孙维国以水墨人物画为术业专攻,目光聚焦现实生活,并于其中撷取精彩片断,用高超的艺术手段赋予现实生活以诗般美好。作为成长于新世纪的当代画家,学院背景让其受益匪浅。在多年的基础训练中,他练就了敏锐的观察力和娴熟的表现力。其作品既有耐人寻味的诗意,又有源于现实生活所特有的鲜活与生动。
孙维国这一代画家有着扎实的写实造型能力和写生才能。所以,他们的创作不是“闭门造车”,而是饱含着画家对生活的深切感受与体验。孙维国以写生形式记录的感人瞬间,以及整理加工后的艺术提炼与处理,都是令人称道的。这样的作品,每每都保留着鲜活的生活色泽和画家有感而发的生动性。这既是当代画家的共同特点,也是孙维国自我的艺术风格。
有多少种艺术作品就有多少种对生命形式的解读,有多少人的生活感受就有多少种对生活的理解。就绘画创作而言,更是如此。
孙维国的中国画作品都是有感而发的,充分展示了他对身边所熟知的现实世界的美的发现和对形式的创新。他认为,没有生活感受和体验的作品,必定是空洞无物的虚张声势。唯有感而发,才能使艺术创作表现出一种人生态度。

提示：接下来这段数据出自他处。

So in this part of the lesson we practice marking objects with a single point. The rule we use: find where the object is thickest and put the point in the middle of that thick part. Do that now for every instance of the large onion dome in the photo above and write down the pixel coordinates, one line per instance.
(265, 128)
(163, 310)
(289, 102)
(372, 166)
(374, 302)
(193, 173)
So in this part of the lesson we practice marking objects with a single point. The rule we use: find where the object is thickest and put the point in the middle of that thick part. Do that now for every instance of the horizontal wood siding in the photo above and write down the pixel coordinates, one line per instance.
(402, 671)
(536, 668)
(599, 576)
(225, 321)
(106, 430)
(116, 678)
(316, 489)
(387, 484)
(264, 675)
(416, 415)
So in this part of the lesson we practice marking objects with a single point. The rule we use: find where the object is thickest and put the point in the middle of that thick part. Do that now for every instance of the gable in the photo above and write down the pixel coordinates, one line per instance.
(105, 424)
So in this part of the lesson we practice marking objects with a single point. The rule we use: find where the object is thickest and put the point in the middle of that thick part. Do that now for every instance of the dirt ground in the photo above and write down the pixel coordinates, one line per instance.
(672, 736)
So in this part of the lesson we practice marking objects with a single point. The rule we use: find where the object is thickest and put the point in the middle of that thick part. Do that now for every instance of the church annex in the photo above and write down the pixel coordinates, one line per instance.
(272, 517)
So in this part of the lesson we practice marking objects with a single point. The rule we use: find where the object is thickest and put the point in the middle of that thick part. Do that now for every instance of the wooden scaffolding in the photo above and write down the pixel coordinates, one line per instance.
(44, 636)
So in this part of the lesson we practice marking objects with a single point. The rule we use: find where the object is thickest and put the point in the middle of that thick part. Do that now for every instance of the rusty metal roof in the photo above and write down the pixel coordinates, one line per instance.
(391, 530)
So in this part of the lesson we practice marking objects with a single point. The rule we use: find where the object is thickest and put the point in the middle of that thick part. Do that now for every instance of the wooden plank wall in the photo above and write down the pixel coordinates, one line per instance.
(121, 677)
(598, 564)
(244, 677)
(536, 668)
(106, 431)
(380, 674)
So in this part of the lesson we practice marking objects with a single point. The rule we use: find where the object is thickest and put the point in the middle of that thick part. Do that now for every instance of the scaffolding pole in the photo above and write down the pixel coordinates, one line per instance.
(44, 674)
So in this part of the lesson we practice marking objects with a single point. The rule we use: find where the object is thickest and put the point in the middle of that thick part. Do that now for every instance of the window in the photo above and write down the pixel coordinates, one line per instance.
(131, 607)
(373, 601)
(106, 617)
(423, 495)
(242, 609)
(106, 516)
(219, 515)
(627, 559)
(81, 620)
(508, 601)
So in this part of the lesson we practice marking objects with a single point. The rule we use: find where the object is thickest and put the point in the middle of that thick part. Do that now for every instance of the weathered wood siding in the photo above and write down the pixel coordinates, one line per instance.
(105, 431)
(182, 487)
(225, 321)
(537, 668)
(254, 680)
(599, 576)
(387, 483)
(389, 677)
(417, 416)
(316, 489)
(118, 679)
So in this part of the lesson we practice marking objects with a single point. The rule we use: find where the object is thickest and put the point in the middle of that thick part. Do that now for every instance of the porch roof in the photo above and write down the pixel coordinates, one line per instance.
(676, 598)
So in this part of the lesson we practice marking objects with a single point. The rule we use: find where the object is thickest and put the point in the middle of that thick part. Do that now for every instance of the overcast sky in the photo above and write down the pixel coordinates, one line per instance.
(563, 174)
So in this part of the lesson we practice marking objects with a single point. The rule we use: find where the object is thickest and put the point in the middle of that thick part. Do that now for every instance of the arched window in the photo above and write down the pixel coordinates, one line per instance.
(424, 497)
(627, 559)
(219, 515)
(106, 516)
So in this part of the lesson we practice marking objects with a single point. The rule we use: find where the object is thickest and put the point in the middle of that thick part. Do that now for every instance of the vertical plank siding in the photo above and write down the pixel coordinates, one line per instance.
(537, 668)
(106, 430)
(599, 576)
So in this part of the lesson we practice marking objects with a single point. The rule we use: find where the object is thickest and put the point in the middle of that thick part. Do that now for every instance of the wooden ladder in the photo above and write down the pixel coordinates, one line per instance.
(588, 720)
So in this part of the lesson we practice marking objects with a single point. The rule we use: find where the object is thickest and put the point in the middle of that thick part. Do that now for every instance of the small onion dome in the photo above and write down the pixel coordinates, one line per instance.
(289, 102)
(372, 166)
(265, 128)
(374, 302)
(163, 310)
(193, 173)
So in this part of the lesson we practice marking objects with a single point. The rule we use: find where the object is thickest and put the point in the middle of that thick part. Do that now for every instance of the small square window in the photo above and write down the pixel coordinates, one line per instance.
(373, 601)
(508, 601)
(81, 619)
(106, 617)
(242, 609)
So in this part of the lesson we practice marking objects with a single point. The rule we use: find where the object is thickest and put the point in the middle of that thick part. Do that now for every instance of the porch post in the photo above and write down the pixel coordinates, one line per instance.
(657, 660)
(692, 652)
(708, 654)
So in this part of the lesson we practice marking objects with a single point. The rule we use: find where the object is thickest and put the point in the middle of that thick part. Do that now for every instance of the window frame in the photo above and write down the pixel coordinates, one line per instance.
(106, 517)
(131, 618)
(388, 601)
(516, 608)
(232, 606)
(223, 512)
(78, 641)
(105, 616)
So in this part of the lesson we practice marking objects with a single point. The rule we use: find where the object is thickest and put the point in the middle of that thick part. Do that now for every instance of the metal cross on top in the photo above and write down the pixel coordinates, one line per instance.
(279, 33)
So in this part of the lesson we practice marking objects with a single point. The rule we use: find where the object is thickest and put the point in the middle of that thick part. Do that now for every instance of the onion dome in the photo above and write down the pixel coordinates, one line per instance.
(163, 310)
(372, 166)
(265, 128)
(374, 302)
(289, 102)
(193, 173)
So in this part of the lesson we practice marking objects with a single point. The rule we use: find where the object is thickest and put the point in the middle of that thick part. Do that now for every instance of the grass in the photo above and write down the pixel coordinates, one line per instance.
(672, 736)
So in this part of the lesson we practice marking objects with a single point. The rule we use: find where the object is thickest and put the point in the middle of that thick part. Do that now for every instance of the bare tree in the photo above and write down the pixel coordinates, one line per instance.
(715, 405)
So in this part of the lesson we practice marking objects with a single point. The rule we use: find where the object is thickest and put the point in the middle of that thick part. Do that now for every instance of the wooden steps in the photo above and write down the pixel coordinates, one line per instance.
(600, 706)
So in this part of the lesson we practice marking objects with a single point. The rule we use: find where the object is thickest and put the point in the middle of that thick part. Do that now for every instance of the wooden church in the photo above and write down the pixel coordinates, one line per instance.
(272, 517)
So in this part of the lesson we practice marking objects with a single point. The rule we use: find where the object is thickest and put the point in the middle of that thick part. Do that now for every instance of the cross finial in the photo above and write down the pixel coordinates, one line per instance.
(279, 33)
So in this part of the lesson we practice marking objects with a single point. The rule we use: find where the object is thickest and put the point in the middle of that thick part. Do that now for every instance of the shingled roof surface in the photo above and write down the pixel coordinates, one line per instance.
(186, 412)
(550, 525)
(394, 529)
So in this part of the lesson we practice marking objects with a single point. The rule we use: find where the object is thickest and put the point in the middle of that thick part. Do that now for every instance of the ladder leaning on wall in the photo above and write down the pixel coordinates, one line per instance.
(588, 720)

孙维国偏爱西藏风情题材,他希望借助高原、牧民、雪山、牦牛等载体,传达藏区犷悍、粗放、雄健的生命气息。《心语》《遥望夕阳》《拉卜楞寺》《家园》《母亲》《谊结高原》《神山圣水》等作品,无一例外地表现了严酷自然条件下生命的顽强与从容,以及在冷峻生存条件下藏民生活的坚韧和淡定。孙维国的风情人物画,笔墨采用的是近年“笔墨加素描”的新样式,但仍强调以线为主的勾勒,在适度的夸张中,依然表现出对“形”的尊重。这些作品以形写神,形神兼备,加之墨色的渲染与烘托,使有限的画面产生了“小中见大”的空间延伸,审美境界因而获得扩大,画外之境亦在想象中无限空远与辽阔。
古人云:“神和乃润,气厚则苍。”孙维国的作品在笔墨的浓淡、干湿与虚实、疏密中,构筑了画面的秩序感。其人物表现力求浑厚、精练,线条在确定与不确定、形象与意象、似与不似之间灵动游走,游刃有余。而在人物神情的刻画上,他则是在写实的基础上加以塑造、提炼,能于生动中焕发气韵,使作品整体呈现清新之风。

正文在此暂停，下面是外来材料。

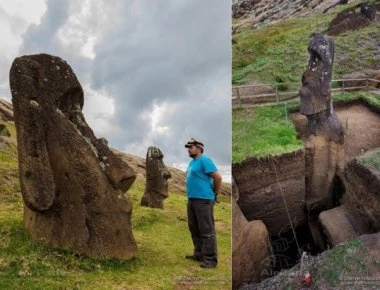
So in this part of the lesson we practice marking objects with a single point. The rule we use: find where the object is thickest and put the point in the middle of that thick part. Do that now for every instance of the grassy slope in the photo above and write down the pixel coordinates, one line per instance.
(372, 160)
(328, 270)
(162, 237)
(279, 51)
(261, 131)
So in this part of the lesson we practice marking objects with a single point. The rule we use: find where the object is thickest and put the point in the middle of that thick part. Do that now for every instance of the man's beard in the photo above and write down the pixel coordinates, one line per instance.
(192, 155)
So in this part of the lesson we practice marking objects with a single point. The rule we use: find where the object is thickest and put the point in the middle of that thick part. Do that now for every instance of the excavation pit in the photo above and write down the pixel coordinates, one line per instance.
(313, 186)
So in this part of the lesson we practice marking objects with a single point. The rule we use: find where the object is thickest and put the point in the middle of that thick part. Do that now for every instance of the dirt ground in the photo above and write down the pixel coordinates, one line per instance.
(361, 125)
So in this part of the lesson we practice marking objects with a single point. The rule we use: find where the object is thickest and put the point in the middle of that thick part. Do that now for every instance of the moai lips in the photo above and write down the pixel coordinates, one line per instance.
(72, 184)
(157, 175)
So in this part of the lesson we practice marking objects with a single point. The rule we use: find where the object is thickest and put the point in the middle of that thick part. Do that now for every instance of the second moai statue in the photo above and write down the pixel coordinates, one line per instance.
(315, 93)
(157, 175)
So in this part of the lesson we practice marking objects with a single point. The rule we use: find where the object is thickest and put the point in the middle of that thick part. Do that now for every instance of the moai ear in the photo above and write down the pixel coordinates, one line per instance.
(36, 176)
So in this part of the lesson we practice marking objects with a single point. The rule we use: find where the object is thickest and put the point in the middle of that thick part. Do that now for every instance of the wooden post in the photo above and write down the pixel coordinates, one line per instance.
(276, 93)
(238, 95)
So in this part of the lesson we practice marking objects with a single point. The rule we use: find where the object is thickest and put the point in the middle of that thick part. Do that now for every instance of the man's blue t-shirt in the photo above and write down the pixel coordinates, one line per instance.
(198, 183)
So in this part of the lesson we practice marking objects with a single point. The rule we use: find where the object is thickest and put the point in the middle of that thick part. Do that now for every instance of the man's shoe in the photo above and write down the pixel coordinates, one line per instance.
(208, 265)
(195, 258)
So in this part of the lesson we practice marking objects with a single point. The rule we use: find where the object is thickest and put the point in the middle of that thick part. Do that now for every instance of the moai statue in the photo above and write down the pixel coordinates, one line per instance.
(157, 175)
(315, 93)
(72, 184)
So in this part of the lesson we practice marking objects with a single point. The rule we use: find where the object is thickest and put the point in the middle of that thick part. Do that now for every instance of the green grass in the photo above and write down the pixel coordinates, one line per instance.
(161, 235)
(262, 131)
(327, 269)
(372, 159)
(279, 51)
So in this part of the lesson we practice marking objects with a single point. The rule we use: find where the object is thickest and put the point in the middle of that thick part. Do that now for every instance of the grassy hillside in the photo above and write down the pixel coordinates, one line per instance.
(261, 131)
(161, 235)
(348, 266)
(278, 52)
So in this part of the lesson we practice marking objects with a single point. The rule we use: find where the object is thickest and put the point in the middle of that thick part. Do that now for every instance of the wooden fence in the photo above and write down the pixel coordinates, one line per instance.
(274, 93)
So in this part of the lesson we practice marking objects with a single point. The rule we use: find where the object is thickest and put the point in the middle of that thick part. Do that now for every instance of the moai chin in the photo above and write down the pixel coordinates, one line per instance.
(72, 184)
(315, 93)
(157, 175)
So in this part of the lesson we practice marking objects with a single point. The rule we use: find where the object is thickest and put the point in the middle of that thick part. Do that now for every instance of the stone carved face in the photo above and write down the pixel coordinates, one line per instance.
(315, 92)
(157, 172)
(157, 175)
(72, 183)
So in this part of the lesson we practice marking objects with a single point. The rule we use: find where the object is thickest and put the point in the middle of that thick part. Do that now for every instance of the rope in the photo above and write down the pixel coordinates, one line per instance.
(286, 208)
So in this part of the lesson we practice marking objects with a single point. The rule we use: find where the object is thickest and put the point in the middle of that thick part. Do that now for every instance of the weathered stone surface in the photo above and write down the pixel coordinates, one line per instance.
(6, 111)
(339, 225)
(260, 196)
(315, 93)
(72, 184)
(157, 175)
(252, 258)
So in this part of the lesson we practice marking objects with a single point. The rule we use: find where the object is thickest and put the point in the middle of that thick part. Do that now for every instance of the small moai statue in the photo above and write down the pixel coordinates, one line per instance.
(315, 93)
(157, 175)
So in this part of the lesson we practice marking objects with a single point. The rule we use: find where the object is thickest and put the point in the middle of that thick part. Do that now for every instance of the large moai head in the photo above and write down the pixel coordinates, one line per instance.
(157, 175)
(315, 93)
(72, 184)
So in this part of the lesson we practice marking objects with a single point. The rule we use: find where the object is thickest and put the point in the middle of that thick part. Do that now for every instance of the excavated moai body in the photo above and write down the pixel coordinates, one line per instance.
(157, 175)
(324, 146)
(72, 184)
(315, 93)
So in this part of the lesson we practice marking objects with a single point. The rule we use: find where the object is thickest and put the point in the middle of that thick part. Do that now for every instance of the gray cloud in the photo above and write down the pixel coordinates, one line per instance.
(172, 54)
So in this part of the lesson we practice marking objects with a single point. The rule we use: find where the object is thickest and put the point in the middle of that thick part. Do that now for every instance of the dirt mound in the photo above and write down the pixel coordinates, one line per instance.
(361, 125)
(354, 18)
(262, 199)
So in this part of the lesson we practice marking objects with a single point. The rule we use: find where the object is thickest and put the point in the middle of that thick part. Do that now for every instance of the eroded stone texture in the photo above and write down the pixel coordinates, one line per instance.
(72, 184)
(315, 93)
(157, 175)
(252, 255)
(260, 195)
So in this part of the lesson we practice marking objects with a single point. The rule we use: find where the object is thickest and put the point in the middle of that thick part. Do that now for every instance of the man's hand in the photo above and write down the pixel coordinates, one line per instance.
(217, 177)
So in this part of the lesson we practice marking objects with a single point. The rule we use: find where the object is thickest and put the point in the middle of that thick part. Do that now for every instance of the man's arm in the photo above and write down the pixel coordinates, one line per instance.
(217, 177)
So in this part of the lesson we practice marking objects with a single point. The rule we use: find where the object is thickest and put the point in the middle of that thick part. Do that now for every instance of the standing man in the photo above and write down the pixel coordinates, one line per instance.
(203, 182)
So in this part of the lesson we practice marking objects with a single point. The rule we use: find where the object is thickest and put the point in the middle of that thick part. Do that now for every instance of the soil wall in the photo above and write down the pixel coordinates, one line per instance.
(260, 195)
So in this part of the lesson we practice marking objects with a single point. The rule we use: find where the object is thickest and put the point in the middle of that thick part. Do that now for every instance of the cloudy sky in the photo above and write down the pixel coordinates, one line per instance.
(153, 72)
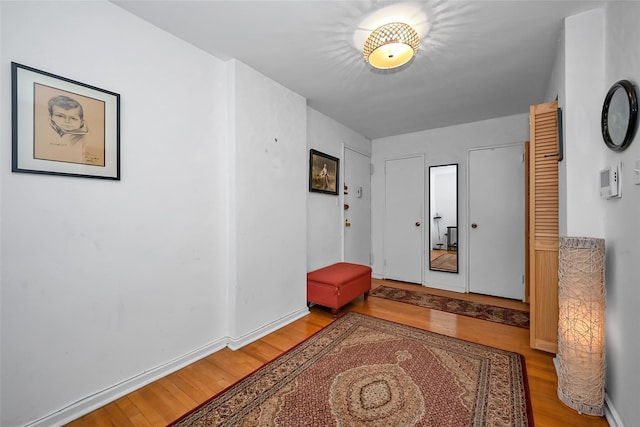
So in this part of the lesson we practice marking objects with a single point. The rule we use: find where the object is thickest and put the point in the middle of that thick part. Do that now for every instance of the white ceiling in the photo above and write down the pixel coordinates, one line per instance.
(477, 59)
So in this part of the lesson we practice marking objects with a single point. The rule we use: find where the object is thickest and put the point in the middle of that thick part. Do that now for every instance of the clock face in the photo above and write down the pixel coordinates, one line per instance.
(619, 115)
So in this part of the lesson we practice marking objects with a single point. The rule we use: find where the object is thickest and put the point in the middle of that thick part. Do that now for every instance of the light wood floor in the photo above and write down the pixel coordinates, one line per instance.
(165, 400)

孙维国善于抓住内心细微的感受,往往能于平凡的生活中敏锐地捕捉到富有人情意味的瞬间。从生活中得到的启示,使他的作品在鲜活的气息中始终洋溢着生命的光彩,画面焕发出勃勃生机且极富感性色彩。《心语》中,藏族阿妈面容慈祥,少女甜美的笑容好似能融化冰雪,整幅画面充溢着满满的爱。而在《祥音》中,神圣的宗教被画家生活化和大众化了。画面色彩浓郁,墨色厚重,线条粗壮。满脸苍桑的老喇嘛在倾听“祥音”的召唤,一脸虔诚。画面中并无寺庙与经堂出现,只有远方飘逸的经幡。画家运用暗示与隐喻的手法,达到了“此时无声胜有声”的艺术效果。
从一系列作品来看,孙维国的水墨人物画重视线条的表现力,在线的书写中又注重笔性、笔法的变化,并展示出用笔的丰富性和用线的多样性。其笔中有墨,墨中见笔,笔墨互为融合,既突出了用笔、用线的写意结构特点,又在墨色氤氲中展示出独特韵致。除此以外,画家在笔墨运用中还体现出对“宏大叙事”的把握能力。不论是巨大的史诗场面,还是复杂众多的人物关系,他都能在有限的空间中掌控好节奏和韵律,为画面平添内在的张力与形式的美感,使司空见惯的题材在充满创意的艺术处理中引人入胜,为观者提供辽阔的想象空间。
简言之,在当代文化语境中,孙维国感受的是艺术潮流的空前活跃。面对纷繁复杂的生活现状,他以理性的观察与梳理、选择和运用,补充和丰富了自己的艺术。特别对屡见不鲜的日常生活的诗意的表现与创新,乃是他用心灵反复咀嚼、感知和体验的结果。他用感性思维锤炼生动的生命形式,赋予作品以视觉的美感和生动性,使鲜活的人性色泽与诗般意境覆盖了作品的形式、结构、节奏、韵律、笔墨与色彩。观孙维国之作品,能够让人领悟到“以人为本”的艺术魅力。
生活的积累与人生的历炼成为孙维国用之不竭的资源与财富。只要坚持下去,勤奋耕耘,他一定会收获更加丰硕的果实。